Figure 1. Loss of Tet2 confers tumor resistance to immunotherapy.

(A) Western blot confirmation of Tet2 KO in B16-OVA melanoma cells is shown. (B) Tet2-KO B16-OVA cells proliferated similarly to wild-type cells in culture. Proliferation curves for Tet2-WT and -KO B16-OVA cells were determined by seeding of the same number of cells and counting every day. Error bars represent cell numbers ± SD for triplicate experiments. (C) Tet2-KO B16-OVA cell–derived tumors grow similarly to wild-type cells in nude mice.

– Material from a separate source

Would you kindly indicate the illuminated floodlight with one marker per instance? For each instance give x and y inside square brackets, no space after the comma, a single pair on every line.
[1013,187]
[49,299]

A quantity of 2 × 10⁵ WT or Tet2-KO B16-OVA cells were injected s.c. into nude mice, and tumor volume and weight were determined and analyzed. Data represent mean ± SEM for 8 tumors. (D) Kaplan-Meier survival curves for mice injected with WT or Tet2-KO B16-OVA cells and treated with adoptive T cell immunotherapy are shown. A quantity of 2 × 10⁵ WT or Tet2-KO B16-OVA cells were injected s.c. into C57BL/6 mice at day 0 and 5 × 10⁶ OT-I cells injected i.v. at day 15. Kaplan-Meier survival curves for these mice are shown (n = 10 mice for groups without OT-I injection and n = 12 mice for groups with OT-I injection). (E) Kaplan-Meier survival curves for mice injected with WT or Tet2-KO B16-OVA cells and treated with anti–PD-L1 therapy are shown (n = 10 mice for each group). A quantity of 2 × 10⁵ WT or Tet2-KO B16-OVA cells were injected s.c., and anti–PD-L1 antibody was injected i.p., into C57BL/6 mice at the indicated time points. The survival curve of mice injected with only WT or Tet2-KO B16-OVA cells without treatment in D is also shown by the dashed gray or pink line for reference. The P values of D and E are shown in the tables at right, determined using log-rank (Mantel-Cox) test comparing each 2 groups; ***P < 0.001.